The table shows that 96% of account holders have average order values between $1.20 and $552, while 3.7% have average order values between $553 and $3,487, etc.

accounts$cluster <- k$cluster

by_cluster <- accounts %>% 
      group_by(cluster) %>%
      summarise(min = min(avg_order_value),
                median = median(avg_order_value),
                avg = mean(avg_order_value),
                max = max(avg_order_value),
                count = n())
by_cluster <- by_cluster[order(by_cluster$min),]
by_cluster$count_as_percentage <- by_cluster$count/sum(by_cluster$count)

by_cluster %>%
  jb_format(., c('nothing','money','money','money','money','number0','percent1')) %>%
  jb_pretty_df()

cluster	min	median	avg	max	count	count_as_percentage
1	$1.22	$74.33	$106.68	$552.11	41,798	96.1%
2	$552.93	$762.91	$998.76	$3,486.93	1,625	3.7%
3	$3,596.56	$5,134.67	$6,065.69	$15,554.73	87	0.2%
5	$21,615.98	$30,032.12	$29,903.47	$37,933.66	4	0.0%
4	$62,537.30	$74,703.64	$74,703.64	$86,869.99	2	0.0%

The plot below shows that cluster 1 (red) has many members with low average order values, while cluster 4 (blue) has two members who have large average order values.

ggplot(accounts, aes(x = 1:nrow(accounts), 
                     y = avg_order_value, 
                     color = factor(cluster))) +
  geom_point(size = 5) + 
  ggtitle('Average Order Values and their Clusters') +
  scale_y_continuous(name = 'Avg Order Value', labels = scales::dollar_format()) +
  scale_x_continuous(name = 'Unique Customer ID', labels = scales::comma) +
  labs(color = 'Cluster')

The box plot below shows cluster 4 towering above all others.
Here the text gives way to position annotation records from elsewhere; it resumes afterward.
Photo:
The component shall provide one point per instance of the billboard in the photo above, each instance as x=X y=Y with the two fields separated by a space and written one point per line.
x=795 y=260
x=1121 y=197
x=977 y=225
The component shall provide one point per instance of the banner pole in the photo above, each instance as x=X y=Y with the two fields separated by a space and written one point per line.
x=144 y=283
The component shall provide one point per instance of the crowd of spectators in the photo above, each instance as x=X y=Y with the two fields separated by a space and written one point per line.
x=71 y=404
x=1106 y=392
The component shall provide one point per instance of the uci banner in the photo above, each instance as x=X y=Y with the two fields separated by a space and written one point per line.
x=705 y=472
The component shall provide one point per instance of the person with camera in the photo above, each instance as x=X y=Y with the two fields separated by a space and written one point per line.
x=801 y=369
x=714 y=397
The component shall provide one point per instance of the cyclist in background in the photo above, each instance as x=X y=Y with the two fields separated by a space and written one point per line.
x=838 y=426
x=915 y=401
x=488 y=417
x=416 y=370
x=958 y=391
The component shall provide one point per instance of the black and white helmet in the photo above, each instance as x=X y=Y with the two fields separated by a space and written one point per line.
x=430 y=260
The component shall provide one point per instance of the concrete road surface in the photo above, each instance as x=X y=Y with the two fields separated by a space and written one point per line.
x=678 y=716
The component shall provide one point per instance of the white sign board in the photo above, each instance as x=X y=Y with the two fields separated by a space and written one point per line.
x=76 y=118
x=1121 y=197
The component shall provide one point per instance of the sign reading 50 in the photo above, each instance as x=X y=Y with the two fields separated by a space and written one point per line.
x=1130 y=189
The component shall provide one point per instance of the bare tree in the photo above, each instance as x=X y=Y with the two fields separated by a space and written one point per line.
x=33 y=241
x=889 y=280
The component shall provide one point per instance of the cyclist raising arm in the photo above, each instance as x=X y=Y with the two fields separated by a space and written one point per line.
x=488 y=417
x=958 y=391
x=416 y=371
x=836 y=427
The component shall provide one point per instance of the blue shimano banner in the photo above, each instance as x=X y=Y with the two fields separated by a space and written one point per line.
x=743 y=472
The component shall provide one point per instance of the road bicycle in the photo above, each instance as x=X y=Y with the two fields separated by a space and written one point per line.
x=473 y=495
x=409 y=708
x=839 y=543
ggplot(accounts, aes(x = cluster, y = avg_order_value, group = cluster)) +
  geom_boxplot() +
  ggtitle('Box Plot of Avg Order Value by Cluster') + 
  scale_y_continuous(name = 'Avg Order Value', labels = scales::dollar_format()) +
  scale_x_continuous(name = 'Cluster', labels = scales::comma)

Summary and Next Steps

This cluster analysis shows that 96% of customers have average order values between $1.22 and $552, which is a huge range. A next step could be to cluster on this segment only; it’s worth understanding, since it makes up most of our customer base.

Another approach is to break down the entire data set by US state, and then cluster within each state. The results from this method could be used for marketing campaigns or incentive programs meant to increase the average order value of account holders.

Yet another approach is to cluster the guest data along with the account holder data and compare the two. These results could be used to develop an incentive program to encourage guests to create accounts.